Monday, April 19, 2010

Race to the Top

Education Secretary Arnie Duncan just said that the vast majority of funding (80-90%) of education funding is and should be local, because control of education should be local. How do you say that when the federal government sets the rules? And since when is it okay to hold supplemental funding up as some sort of carrot? "Do it our way and we'll give you the money to do it." Does it matter that if the schools were given the funding they could, in many cases, make their current programs successful? And what happens to these radical changes, these pioneering programs, when the federal money they just won runs out, and the local economy has to support the program? The only reason many school districts are going for the federal mandate is because they need the money. We are encouraging our school districts to subscribe to whatever methodology is popular and funded, rather than looking at building sustainable, local funding programs that allow schools to use educational best practices instead of politically-popular quick fixes that are the education equivalent of the grapefruit diet?

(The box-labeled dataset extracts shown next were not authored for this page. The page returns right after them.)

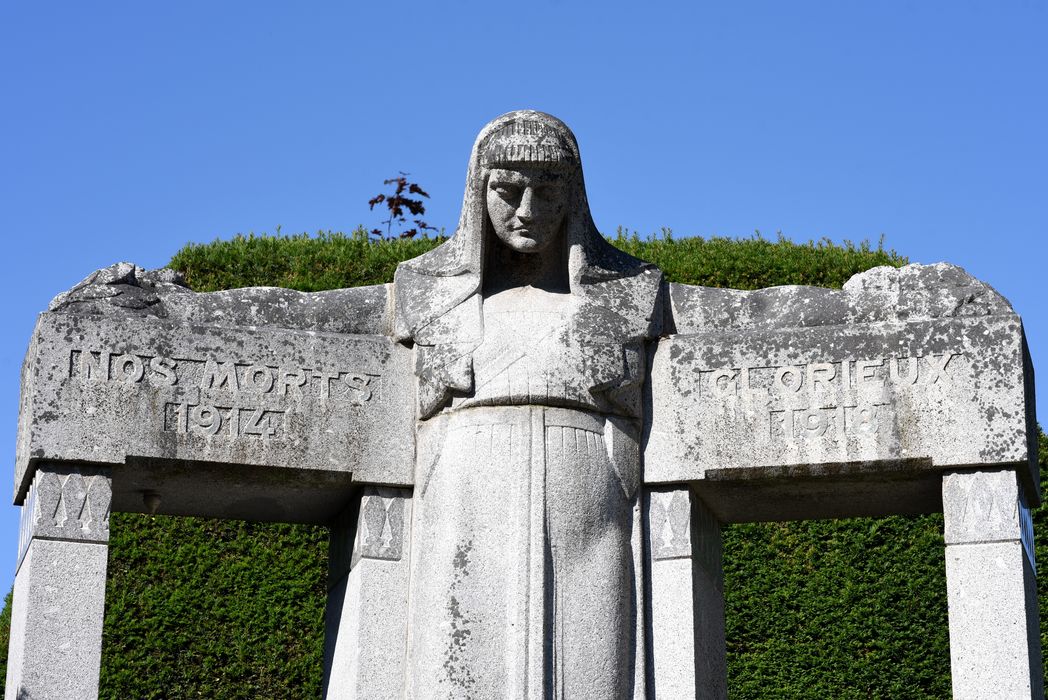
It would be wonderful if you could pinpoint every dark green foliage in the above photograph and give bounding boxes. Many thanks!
[612,228,907,289]
[4,231,1048,699]
[0,589,15,679]
[171,228,438,291]
[100,513,327,700]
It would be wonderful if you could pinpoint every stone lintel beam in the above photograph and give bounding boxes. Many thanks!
[15,312,414,513]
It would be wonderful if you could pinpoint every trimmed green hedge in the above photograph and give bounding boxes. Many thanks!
[0,232,1048,699]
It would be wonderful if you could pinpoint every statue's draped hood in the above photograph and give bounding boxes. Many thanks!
[394,110,661,417]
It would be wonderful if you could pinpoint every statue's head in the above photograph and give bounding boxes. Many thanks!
[394,110,660,345]
[478,112,580,253]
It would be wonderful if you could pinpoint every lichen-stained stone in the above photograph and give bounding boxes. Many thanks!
[15,313,414,522]
[645,259,1039,520]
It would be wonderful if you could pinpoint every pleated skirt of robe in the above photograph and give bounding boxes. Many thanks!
[406,407,643,700]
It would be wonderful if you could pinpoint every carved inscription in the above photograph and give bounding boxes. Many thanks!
[69,348,380,440]
[699,352,964,442]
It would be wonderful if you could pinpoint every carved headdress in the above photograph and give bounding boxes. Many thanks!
[394,110,661,417]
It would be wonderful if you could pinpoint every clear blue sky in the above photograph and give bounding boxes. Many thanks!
[0,0,1048,590]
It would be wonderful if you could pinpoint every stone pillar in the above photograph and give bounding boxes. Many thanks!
[942,469,1044,700]
[645,486,727,700]
[5,463,112,700]
[324,486,411,700]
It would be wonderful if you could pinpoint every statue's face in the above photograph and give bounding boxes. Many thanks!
[487,166,568,253]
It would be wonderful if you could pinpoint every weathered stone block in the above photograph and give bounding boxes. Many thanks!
[645,265,1039,521]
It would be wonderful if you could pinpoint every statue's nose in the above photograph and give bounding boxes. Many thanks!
[517,188,532,221]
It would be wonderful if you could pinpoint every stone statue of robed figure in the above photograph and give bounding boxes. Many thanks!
[7,111,1041,700]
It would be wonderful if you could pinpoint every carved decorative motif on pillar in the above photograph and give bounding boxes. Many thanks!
[18,466,113,562]
[648,488,692,561]
[351,486,405,566]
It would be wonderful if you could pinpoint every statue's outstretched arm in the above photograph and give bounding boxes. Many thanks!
[42,263,391,334]
[669,263,1013,334]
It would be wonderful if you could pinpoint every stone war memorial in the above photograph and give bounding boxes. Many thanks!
[6,111,1043,700]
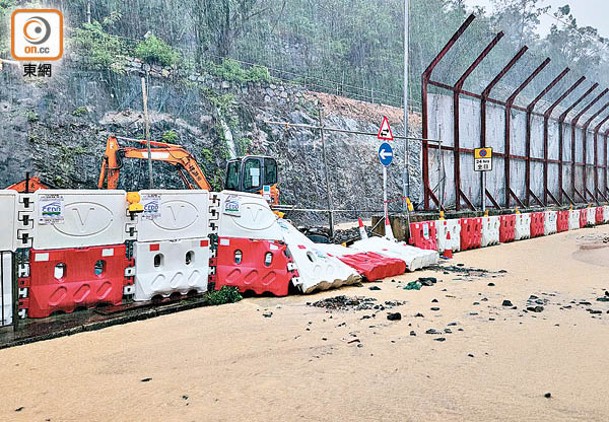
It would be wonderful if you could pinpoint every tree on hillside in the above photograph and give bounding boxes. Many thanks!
[192,0,285,62]
[492,0,550,46]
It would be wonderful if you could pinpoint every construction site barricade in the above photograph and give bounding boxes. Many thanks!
[218,191,283,240]
[213,237,296,296]
[319,244,406,281]
[530,212,545,238]
[137,190,209,242]
[33,190,136,250]
[436,219,461,253]
[543,211,558,236]
[481,216,501,248]
[211,191,297,296]
[349,237,440,271]
[278,219,361,293]
[133,237,210,301]
[459,217,482,251]
[586,207,596,226]
[409,221,438,251]
[0,252,13,327]
[0,190,19,251]
[569,210,581,230]
[499,214,516,243]
[594,207,605,225]
[514,214,531,240]
[556,211,570,233]
[18,245,133,318]
[579,208,588,229]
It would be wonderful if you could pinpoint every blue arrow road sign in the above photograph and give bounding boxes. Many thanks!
[379,142,393,167]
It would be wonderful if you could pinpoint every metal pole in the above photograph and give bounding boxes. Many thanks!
[142,77,154,189]
[319,109,334,237]
[383,166,389,219]
[402,0,410,211]
[480,171,486,212]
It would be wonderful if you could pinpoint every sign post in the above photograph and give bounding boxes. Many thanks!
[379,142,393,218]
[474,147,493,211]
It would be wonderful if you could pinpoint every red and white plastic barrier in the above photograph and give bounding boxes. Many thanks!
[0,190,18,327]
[0,252,13,327]
[459,217,482,251]
[32,190,136,250]
[543,211,558,236]
[514,214,531,240]
[436,219,461,253]
[133,190,211,301]
[586,207,596,226]
[569,210,581,230]
[278,219,358,293]
[530,212,545,238]
[19,245,133,318]
[408,221,438,251]
[480,216,501,248]
[594,207,605,225]
[556,211,570,233]
[211,191,297,296]
[349,237,440,271]
[133,238,210,301]
[499,214,516,243]
[318,244,406,281]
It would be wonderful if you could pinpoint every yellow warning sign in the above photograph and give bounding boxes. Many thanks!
[474,148,493,171]
[474,148,493,160]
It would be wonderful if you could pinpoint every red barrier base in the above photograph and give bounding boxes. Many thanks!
[556,211,569,233]
[531,212,545,239]
[460,218,482,251]
[499,214,516,243]
[211,237,294,296]
[19,245,133,318]
[338,252,406,281]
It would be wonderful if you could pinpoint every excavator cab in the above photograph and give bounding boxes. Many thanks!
[224,155,279,205]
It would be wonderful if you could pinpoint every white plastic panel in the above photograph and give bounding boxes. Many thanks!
[569,210,579,230]
[33,190,128,249]
[137,190,209,242]
[218,191,283,240]
[349,237,440,271]
[514,214,531,240]
[0,252,13,327]
[0,190,19,251]
[436,218,461,252]
[543,211,558,236]
[278,219,361,293]
[481,216,501,248]
[134,238,210,301]
[586,208,596,226]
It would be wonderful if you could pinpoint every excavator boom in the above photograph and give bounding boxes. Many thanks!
[97,136,211,191]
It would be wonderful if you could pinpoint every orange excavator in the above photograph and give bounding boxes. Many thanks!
[97,136,279,205]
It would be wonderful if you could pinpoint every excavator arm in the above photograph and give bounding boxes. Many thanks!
[97,136,211,191]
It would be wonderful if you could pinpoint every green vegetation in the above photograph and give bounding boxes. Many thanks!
[135,35,180,66]
[72,106,89,117]
[201,148,214,163]
[208,59,272,84]
[25,110,39,123]
[235,138,252,155]
[70,21,124,70]
[205,286,243,306]
[161,130,179,144]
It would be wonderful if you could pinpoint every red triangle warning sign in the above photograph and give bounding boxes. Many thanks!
[376,116,393,141]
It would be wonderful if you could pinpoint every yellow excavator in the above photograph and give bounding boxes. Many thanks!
[97,136,279,205]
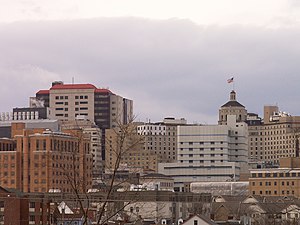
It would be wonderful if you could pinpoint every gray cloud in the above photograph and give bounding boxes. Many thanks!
[0,18,300,123]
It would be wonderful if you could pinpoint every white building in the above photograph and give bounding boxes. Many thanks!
[158,115,248,191]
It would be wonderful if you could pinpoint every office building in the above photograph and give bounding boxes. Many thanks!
[0,123,92,193]
[158,115,248,191]
[105,124,157,173]
[249,106,300,167]
[36,82,133,129]
[137,118,187,163]
[249,157,300,198]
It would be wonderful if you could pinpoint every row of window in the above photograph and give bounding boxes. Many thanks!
[252,190,295,195]
[252,181,295,186]
[55,95,88,100]
[251,172,300,178]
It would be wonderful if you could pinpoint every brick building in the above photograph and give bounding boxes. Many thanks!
[0,123,92,192]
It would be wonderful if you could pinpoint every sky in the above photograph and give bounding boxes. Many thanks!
[0,0,300,124]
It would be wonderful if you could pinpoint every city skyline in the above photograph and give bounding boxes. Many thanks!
[0,0,300,124]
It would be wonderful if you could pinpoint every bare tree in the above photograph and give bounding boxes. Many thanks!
[53,116,142,225]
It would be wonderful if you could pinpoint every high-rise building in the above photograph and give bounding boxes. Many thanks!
[105,124,157,172]
[219,90,247,125]
[36,82,133,129]
[31,81,133,167]
[249,157,300,198]
[0,123,92,193]
[158,115,248,191]
[249,106,300,166]
[137,117,187,163]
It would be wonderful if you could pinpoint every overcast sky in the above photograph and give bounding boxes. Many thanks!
[0,0,300,124]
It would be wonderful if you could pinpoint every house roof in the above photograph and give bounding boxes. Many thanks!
[50,84,97,90]
[36,84,112,94]
[142,173,172,179]
[36,90,49,95]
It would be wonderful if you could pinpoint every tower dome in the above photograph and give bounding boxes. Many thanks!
[218,90,247,125]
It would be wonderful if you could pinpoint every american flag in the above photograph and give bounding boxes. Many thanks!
[227,77,233,84]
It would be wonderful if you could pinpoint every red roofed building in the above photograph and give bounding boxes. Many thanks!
[36,81,133,173]
[36,81,132,129]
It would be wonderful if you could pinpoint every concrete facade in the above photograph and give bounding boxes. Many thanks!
[0,123,92,192]
[158,115,248,191]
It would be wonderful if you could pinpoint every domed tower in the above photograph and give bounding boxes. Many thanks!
[218,90,247,125]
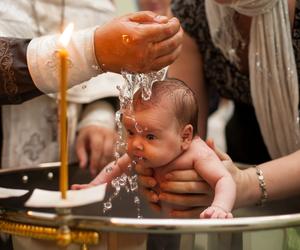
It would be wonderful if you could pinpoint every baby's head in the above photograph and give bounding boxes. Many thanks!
[123,79,198,167]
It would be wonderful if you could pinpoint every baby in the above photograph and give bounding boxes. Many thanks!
[72,79,236,218]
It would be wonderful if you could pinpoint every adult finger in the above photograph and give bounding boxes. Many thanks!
[134,164,153,176]
[170,207,205,219]
[90,134,103,175]
[139,188,159,203]
[138,176,157,188]
[153,28,183,58]
[151,45,182,70]
[165,169,203,181]
[135,17,181,42]
[160,181,212,194]
[76,137,88,168]
[158,193,213,207]
[127,11,169,23]
[206,138,231,161]
[100,136,114,168]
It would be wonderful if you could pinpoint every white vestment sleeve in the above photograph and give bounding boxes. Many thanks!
[27,27,102,93]
[77,101,115,130]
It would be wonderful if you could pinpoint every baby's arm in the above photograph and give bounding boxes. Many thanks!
[71,154,131,190]
[194,142,236,218]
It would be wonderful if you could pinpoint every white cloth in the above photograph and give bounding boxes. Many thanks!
[0,0,123,167]
[205,0,300,158]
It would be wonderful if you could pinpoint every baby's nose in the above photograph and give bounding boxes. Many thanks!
[132,137,144,150]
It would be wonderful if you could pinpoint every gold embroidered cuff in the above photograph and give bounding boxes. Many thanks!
[255,166,268,206]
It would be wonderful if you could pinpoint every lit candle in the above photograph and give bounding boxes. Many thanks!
[58,24,74,199]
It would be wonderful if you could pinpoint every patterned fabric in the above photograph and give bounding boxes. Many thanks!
[172,0,300,104]
[0,37,42,104]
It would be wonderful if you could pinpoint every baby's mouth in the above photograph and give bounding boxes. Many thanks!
[134,156,146,162]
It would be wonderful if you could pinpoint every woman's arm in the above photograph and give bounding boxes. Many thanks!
[137,137,300,217]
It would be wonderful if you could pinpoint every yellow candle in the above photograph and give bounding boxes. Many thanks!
[58,23,74,199]
[59,48,68,199]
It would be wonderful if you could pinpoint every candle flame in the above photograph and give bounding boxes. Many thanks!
[59,23,74,48]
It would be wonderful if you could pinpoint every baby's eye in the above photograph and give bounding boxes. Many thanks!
[146,134,156,140]
[127,129,133,135]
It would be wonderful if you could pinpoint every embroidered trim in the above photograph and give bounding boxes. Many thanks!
[0,39,18,99]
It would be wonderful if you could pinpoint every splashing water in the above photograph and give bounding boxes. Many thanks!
[103,68,167,218]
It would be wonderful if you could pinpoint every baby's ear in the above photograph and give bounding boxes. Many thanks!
[181,124,193,150]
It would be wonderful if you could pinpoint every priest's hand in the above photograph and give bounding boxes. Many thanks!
[94,11,183,73]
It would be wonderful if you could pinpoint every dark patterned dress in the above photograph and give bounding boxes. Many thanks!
[0,37,42,105]
[172,0,300,164]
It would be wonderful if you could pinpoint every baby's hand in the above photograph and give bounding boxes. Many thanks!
[200,206,233,219]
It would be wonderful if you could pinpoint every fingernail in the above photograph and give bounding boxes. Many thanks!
[151,194,158,202]
[148,180,156,187]
[158,194,166,200]
[154,15,168,23]
[165,174,173,180]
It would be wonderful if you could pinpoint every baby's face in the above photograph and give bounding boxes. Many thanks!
[123,104,182,168]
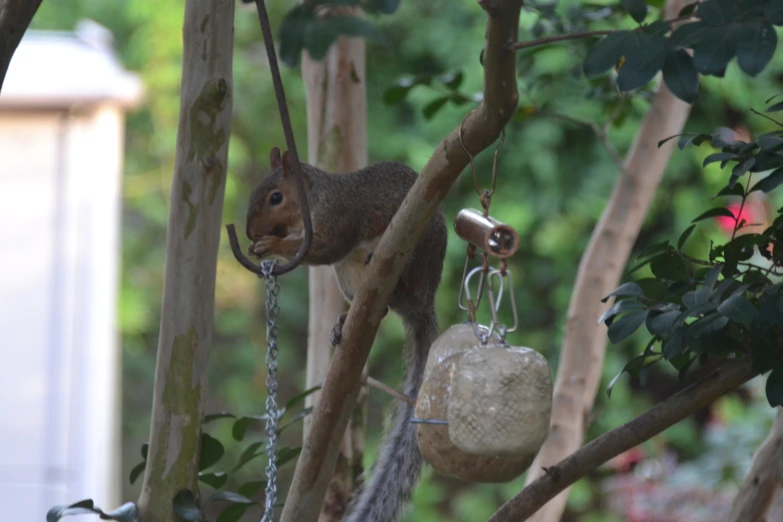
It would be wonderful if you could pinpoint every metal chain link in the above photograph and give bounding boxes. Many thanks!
[261,261,280,522]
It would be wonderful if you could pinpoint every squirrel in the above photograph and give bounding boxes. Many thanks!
[246,148,447,522]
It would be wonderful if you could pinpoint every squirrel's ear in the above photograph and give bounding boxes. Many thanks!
[282,151,291,176]
[269,147,283,170]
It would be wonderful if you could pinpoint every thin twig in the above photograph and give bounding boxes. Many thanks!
[508,29,617,51]
[367,375,416,406]
[508,15,692,51]
[488,359,758,522]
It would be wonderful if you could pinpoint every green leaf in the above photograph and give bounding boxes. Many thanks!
[677,134,712,150]
[650,253,688,281]
[698,0,734,26]
[689,313,729,337]
[438,71,464,90]
[128,460,147,484]
[422,96,451,121]
[231,440,264,471]
[718,294,757,326]
[597,299,644,326]
[711,127,735,149]
[215,504,253,522]
[729,156,756,185]
[207,490,255,504]
[758,133,783,150]
[275,447,302,467]
[383,84,412,105]
[101,502,139,522]
[737,22,778,76]
[646,311,680,339]
[663,331,684,361]
[198,433,225,471]
[278,5,314,67]
[712,183,745,199]
[766,102,783,112]
[677,225,696,250]
[637,240,669,259]
[367,0,402,14]
[617,33,666,92]
[198,471,228,489]
[642,20,672,36]
[582,31,631,78]
[693,25,738,76]
[662,49,699,103]
[284,384,321,411]
[702,152,741,167]
[46,499,101,522]
[691,207,736,223]
[325,16,387,44]
[607,310,648,344]
[231,415,266,441]
[620,0,647,23]
[277,406,313,434]
[601,283,644,303]
[750,167,783,193]
[669,22,710,49]
[764,0,783,25]
[172,489,203,522]
[765,368,783,408]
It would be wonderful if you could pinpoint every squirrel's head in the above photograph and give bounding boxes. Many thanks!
[246,147,304,242]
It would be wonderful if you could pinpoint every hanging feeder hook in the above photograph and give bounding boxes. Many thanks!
[226,0,313,276]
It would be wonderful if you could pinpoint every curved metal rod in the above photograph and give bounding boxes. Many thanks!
[239,0,313,276]
[226,223,268,277]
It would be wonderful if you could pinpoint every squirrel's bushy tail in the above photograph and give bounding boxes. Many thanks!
[343,310,438,522]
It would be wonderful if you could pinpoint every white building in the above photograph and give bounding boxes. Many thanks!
[0,22,142,522]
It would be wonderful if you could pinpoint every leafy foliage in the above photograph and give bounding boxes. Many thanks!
[601,93,783,406]
[46,499,139,522]
[125,386,321,522]
[583,0,782,103]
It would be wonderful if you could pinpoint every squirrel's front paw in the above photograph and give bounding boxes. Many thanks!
[249,236,280,257]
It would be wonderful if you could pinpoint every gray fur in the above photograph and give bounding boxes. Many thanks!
[248,162,447,522]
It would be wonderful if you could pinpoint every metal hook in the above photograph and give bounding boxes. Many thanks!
[226,0,313,276]
[487,268,519,342]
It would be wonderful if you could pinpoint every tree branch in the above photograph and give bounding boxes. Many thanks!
[726,408,783,522]
[302,11,367,522]
[526,0,690,522]
[281,0,522,522]
[508,15,693,51]
[488,358,757,522]
[0,0,42,91]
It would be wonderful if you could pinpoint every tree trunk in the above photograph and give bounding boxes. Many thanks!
[526,0,690,522]
[0,0,42,92]
[302,17,367,522]
[726,408,783,522]
[281,0,522,522]
[488,357,758,522]
[139,0,235,522]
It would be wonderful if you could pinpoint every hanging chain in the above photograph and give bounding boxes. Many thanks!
[261,260,280,522]
[457,112,506,217]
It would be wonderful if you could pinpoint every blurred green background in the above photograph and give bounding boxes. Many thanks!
[27,0,783,522]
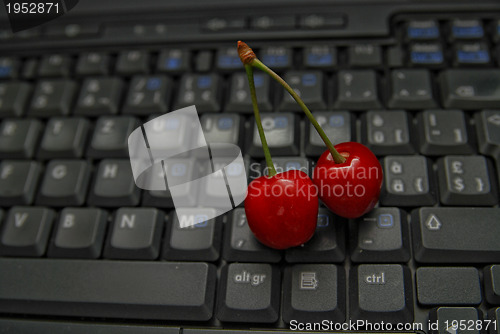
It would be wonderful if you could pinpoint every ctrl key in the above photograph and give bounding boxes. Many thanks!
[350,264,413,323]
[217,263,281,323]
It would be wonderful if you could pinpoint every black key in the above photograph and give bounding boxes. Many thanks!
[283,264,346,323]
[123,75,172,115]
[335,70,382,110]
[303,44,337,70]
[187,330,302,334]
[201,15,247,32]
[454,42,491,66]
[21,58,38,79]
[197,155,251,210]
[484,264,500,305]
[349,208,410,263]
[163,208,222,261]
[87,159,141,207]
[200,113,244,147]
[223,208,281,263]
[0,319,180,334]
[438,155,498,206]
[143,158,199,209]
[279,71,326,111]
[0,119,42,159]
[47,208,108,259]
[0,82,31,117]
[387,46,404,68]
[38,54,72,77]
[285,208,347,263]
[116,50,150,75]
[250,15,295,30]
[261,157,312,175]
[175,74,221,112]
[439,69,500,110]
[410,43,444,67]
[28,79,76,117]
[305,111,355,156]
[157,49,189,74]
[411,208,500,263]
[474,110,500,160]
[37,117,90,159]
[36,160,90,206]
[298,13,346,29]
[0,259,216,321]
[87,116,139,158]
[0,57,20,79]
[450,19,484,40]
[347,44,382,68]
[226,72,273,113]
[247,113,300,158]
[0,206,54,258]
[216,263,281,323]
[417,110,474,155]
[194,50,213,72]
[406,20,440,40]
[492,20,500,42]
[361,110,415,155]
[75,52,109,76]
[429,307,483,334]
[259,46,293,70]
[104,208,164,260]
[387,69,437,110]
[416,267,482,306]
[75,77,123,116]
[380,155,437,206]
[0,160,41,206]
[215,46,243,71]
[349,264,413,323]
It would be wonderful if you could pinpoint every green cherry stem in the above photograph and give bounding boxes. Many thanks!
[252,58,346,164]
[245,64,277,176]
[238,41,346,164]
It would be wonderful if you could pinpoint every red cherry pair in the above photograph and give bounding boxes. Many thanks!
[238,41,383,249]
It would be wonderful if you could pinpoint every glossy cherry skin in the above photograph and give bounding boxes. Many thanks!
[245,170,319,249]
[313,142,383,218]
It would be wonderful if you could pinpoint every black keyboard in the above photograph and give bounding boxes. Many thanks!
[0,1,500,334]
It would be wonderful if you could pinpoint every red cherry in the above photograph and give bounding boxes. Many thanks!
[313,142,383,218]
[245,170,318,249]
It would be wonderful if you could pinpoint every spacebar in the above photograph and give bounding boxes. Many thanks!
[0,258,216,321]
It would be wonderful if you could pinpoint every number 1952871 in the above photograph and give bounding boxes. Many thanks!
[6,2,59,14]
[445,320,497,331]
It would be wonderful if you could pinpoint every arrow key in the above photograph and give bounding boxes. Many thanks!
[411,207,500,262]
[350,208,410,263]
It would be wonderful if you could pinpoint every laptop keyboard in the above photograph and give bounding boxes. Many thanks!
[0,14,500,334]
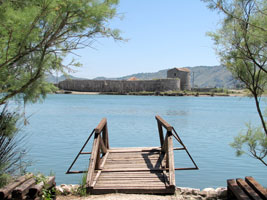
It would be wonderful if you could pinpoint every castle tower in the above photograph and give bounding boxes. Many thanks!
[167,68,191,90]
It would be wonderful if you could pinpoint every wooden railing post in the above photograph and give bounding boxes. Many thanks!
[103,122,109,149]
[86,133,100,187]
[157,121,164,147]
[167,131,175,187]
[86,118,108,188]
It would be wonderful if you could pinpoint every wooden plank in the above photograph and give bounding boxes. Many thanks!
[102,168,163,172]
[101,171,163,176]
[0,174,33,199]
[99,152,109,169]
[86,133,100,187]
[91,171,101,187]
[98,176,165,182]
[91,188,175,194]
[156,115,172,131]
[167,132,175,187]
[245,176,267,200]
[95,182,166,189]
[95,118,107,133]
[227,179,250,200]
[12,178,35,199]
[107,156,160,162]
[98,173,164,179]
[236,178,262,200]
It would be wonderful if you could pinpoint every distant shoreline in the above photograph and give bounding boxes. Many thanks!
[55,90,248,97]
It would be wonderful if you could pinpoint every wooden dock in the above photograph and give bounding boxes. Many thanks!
[67,116,198,194]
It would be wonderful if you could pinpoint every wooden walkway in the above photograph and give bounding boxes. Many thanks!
[67,116,198,194]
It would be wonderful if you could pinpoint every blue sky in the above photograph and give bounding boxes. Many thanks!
[68,0,223,78]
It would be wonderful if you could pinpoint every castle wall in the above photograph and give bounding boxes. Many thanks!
[167,68,191,90]
[58,79,180,93]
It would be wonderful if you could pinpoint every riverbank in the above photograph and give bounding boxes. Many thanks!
[56,185,227,200]
[56,90,248,97]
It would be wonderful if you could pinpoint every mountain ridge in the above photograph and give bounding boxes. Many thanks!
[47,65,240,88]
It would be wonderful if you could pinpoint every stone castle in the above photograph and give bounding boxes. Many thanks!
[58,68,191,93]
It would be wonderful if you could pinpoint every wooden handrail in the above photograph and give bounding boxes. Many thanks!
[86,118,109,187]
[156,115,172,131]
[167,132,175,186]
[95,118,107,133]
[86,133,100,187]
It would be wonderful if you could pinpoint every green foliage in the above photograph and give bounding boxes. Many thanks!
[203,0,267,166]
[0,173,12,188]
[0,0,121,105]
[42,187,56,200]
[230,123,267,166]
[34,172,56,200]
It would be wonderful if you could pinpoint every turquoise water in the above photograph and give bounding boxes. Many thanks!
[24,95,267,188]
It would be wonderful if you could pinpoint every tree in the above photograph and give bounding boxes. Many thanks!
[203,0,267,166]
[0,0,121,105]
[0,0,122,184]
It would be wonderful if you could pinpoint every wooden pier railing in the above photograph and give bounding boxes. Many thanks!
[67,116,198,194]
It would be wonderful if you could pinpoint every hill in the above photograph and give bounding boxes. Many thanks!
[95,66,239,88]
[46,74,85,83]
[47,66,240,88]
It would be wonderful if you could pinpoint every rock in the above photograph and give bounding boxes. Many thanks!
[203,188,215,192]
[198,191,208,197]
[192,188,200,195]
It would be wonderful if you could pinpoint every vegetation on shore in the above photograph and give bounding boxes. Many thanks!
[203,0,267,166]
[0,0,122,188]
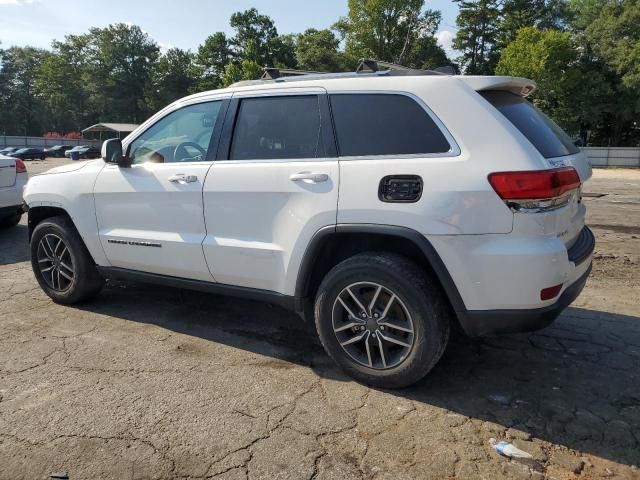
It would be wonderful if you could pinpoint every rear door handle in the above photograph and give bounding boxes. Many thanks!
[289,172,329,183]
[169,173,198,185]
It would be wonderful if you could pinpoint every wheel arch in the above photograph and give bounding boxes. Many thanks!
[28,206,78,241]
[295,224,466,318]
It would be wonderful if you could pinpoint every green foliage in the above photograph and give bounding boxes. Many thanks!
[146,48,196,111]
[195,32,232,91]
[586,0,640,91]
[453,0,500,75]
[296,28,345,72]
[496,27,581,134]
[334,0,449,67]
[498,0,568,47]
[0,47,50,135]
[7,0,640,145]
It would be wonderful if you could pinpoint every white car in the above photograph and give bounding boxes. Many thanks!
[25,63,594,387]
[0,155,29,227]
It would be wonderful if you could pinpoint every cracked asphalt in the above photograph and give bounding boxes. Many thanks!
[0,160,640,480]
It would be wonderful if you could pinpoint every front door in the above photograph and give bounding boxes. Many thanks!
[94,99,224,281]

More importantly: you cannot incentivize academic success when that's only half of what particularly primary school teachers are teaching. You can link academic success to teacher pay when the teacher stops having to teach social and personal skills. Sometimes, no, a child may not be reading at grade level, but if he came in hitting and leaves able to interact with his peers, that's success. Alternately, if a teacher is having to teach social skills and reading, start paying them for the social work, too.

Discuss.

1 comment:

Katie said...

And no, I'm not a teacher, though I am descended from a couple, and friends with others.